Both lawmakers say it addresses gaps they see in federal oversight that will be needed as Virgin Trains USA, also known as Brightline, and previously as All Aboard Florida, moves to expand its private passenger rail system from South Florida up through the Treasure Coast and Space Coast and to Orlando.
Virgin Trains/Brightline officials insist safety is their top priority, they already work very closely with federal and state regulators and local officials and are installing state-of-the-art train safety technology and equipment. They also insist that public education is the key to preventing accidents.
Mayfield, a Republican from Rockledge, has been a longtime critic of Brightline and Virgin Trains, an annual fighter for additional safety measures, and an ally of staunch opponents of the train. The opponents had sought, unsuccessfully, for more than five years to derail the proposal.
It is the third time she has filed such a measure. The previous bills have gone nowhere.
Sirois, a Republican from Merritt Island, said he supports the train and looks forward to it. Still, he thinks the safety concerns Mayfield and some of his constituents raised with him are valid, and the safety proposals she advocates are “common sense.”
Virgin Trains now is building out its railroad corridor from Orlando International Airport to Cocoa in Brevard County and preparing to upgrade the tracks fro there to West Palm Beach in the south. Virgin Trains currently runs trains between West Palm Beach, Fort Lauderdale and Miami. The company hopes to provide service from there to Orlando by mid-2022.
Virgin Trains also has been negotiating with the state and other entities for rights to extend rail service from Orlando to Tampa as the next phase, but there has been little reported progress on those talks for some time.
The trains currently peak out at 79 mph in South Florida. They’ll be able to go up to 110 mph through the Treasure Coast and up to 125 mph on the new tracks that would be laid between Cocoa and the Orlando airport.
The concerns that Mayfield has brought forward for years, and that Sirois said he has been hearing from his constituents this year, have to do with the trains’ runs through some fairly populated areas, near schools and houses, and across numerous streets and roads at high speeds.
“I am not opposed to high-speed rail. I look forward to getting on it myself and taking it to the airport. I think it will be a tremendous convenience, and I hope they put a station here in Brevard County,” Sirois said. “But these homeowners came to me this year to share their concerns about safety.
“You’ve got a lot of areas where that train is going to be coming through intersections that are high-traffic areas, multiple times a day,” Sirois said.
The bills draw on recommendations identified in a study commissioned by the Office of Program Policy Analysis and Government Accountability last fall.
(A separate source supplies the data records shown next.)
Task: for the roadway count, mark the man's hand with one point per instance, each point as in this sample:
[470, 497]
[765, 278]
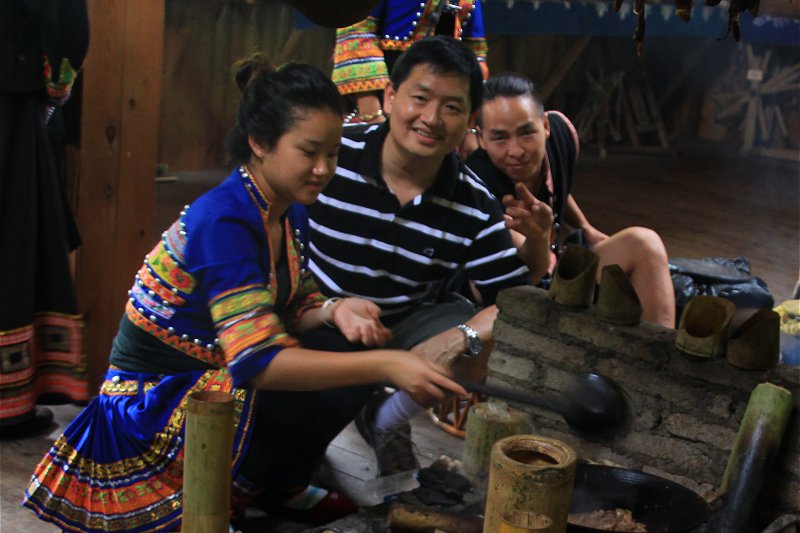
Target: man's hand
[528, 215]
[426, 382]
[359, 321]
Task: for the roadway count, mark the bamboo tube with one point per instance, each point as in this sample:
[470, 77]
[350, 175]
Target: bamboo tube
[525, 522]
[530, 473]
[757, 443]
[487, 423]
[574, 278]
[207, 462]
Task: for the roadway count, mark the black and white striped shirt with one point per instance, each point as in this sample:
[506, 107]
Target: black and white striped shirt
[365, 244]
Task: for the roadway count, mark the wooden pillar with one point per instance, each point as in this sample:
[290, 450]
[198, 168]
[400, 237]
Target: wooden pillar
[116, 163]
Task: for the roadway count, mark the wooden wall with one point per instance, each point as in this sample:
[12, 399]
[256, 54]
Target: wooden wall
[202, 40]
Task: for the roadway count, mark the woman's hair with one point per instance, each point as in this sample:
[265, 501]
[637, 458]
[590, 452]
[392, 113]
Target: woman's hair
[273, 100]
[444, 55]
[510, 85]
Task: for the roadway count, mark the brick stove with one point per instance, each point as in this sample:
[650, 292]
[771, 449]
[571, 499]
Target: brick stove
[684, 411]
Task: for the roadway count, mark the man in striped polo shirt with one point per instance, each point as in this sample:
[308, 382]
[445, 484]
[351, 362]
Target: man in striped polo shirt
[402, 215]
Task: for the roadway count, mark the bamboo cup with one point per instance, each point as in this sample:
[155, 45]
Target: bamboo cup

The study, titled the Florida Passenger Rail System Study, examined all existing and planned passenger rail systems in the state of Florida and identified critical safety deficiencies within Florida’s passenger rail system.
Among the bills’ provisions: the Florida Department of Transportation would exert authority over the Federal Railroad Administration where necessary to make certain that rail corridors and equipment are safe and well maintained; require that pedestrian and road crossings are gated; require that high-risk corridors are fenced; provide that local emergency service providers are properly trained for risks specific to high-speed train accidents; and require that railroad operators would report accidents to the state.
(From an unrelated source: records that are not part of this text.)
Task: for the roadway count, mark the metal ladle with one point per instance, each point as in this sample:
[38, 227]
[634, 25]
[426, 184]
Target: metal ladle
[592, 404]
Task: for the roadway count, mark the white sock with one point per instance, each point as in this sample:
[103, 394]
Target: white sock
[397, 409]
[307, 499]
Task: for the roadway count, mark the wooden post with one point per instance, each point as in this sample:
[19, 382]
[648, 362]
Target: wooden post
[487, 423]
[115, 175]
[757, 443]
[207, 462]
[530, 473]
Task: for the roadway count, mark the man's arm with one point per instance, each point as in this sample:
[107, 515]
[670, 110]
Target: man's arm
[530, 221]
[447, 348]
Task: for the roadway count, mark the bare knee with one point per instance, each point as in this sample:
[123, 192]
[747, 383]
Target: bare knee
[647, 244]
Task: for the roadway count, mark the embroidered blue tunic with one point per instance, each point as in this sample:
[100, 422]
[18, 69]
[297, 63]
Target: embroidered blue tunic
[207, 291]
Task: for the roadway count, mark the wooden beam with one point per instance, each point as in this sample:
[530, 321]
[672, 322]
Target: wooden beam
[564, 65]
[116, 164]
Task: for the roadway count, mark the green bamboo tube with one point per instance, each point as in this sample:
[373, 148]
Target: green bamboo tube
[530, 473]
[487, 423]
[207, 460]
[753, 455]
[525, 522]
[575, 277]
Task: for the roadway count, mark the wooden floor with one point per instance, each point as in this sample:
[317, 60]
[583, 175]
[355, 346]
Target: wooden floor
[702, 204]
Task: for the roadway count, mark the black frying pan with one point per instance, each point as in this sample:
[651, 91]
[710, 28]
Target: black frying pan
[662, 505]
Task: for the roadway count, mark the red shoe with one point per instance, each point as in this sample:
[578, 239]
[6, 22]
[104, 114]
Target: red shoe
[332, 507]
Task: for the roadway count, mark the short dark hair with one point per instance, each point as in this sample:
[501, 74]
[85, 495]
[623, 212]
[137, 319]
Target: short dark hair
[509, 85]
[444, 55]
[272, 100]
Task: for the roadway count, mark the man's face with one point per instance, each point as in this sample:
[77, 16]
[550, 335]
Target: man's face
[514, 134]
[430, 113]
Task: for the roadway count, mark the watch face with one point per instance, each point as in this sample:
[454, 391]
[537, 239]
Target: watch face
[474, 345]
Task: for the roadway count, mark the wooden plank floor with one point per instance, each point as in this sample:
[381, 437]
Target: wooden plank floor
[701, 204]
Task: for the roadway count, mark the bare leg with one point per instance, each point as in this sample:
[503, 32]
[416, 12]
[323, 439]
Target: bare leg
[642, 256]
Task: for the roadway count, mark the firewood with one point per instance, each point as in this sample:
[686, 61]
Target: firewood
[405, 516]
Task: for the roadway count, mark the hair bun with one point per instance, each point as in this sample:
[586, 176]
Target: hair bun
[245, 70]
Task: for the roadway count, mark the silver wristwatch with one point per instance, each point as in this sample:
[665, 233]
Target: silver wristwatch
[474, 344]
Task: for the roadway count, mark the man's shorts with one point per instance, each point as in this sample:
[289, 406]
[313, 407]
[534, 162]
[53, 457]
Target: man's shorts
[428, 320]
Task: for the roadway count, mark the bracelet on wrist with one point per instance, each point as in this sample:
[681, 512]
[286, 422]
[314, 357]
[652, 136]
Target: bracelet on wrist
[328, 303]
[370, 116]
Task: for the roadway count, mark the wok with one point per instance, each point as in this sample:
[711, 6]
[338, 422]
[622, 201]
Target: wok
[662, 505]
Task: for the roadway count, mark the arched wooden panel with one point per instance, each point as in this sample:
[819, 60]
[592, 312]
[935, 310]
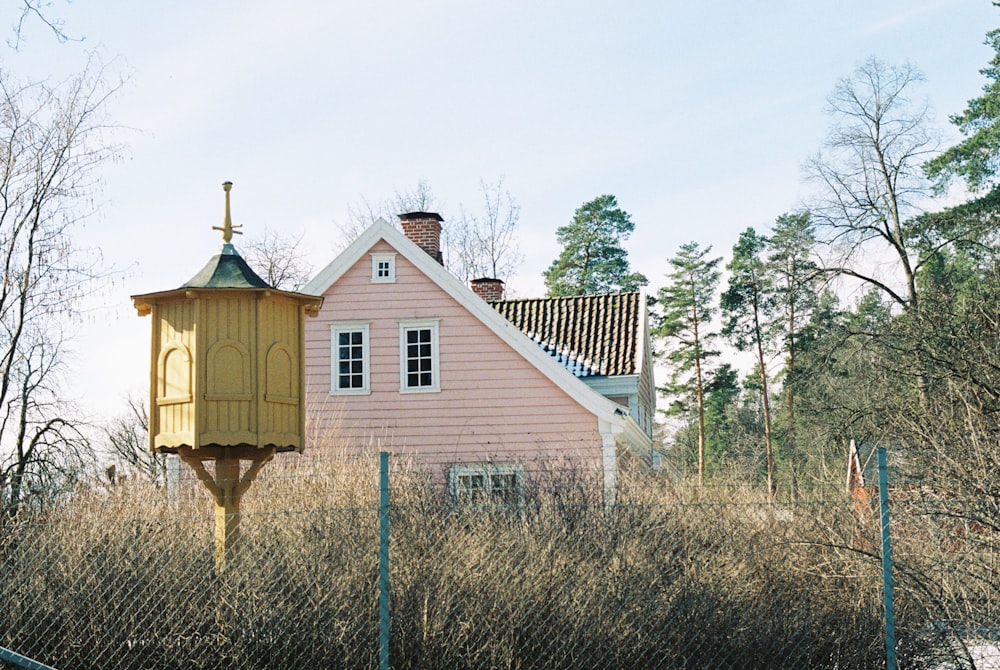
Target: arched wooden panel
[174, 371]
“Florida has a [railroad] fatality rate that is 3.5 times the national average,” Mayfield stated in a news release from her office. “This is unacceptable and must be addressed if we are going to continue to encourage additional high-speed passenger trains.”
Brightline responded with a statement reading, “Safety is our top priority, which is why our team works closely with the FRA, FDOT and local officials to ensure that we utilize best practices and meet regulations that are already in place. Because nearly all rail safety incidents involve people intentionally ignoring warning signs, our collective focus must be on education, mental health awareness and suicide prevention efforts.”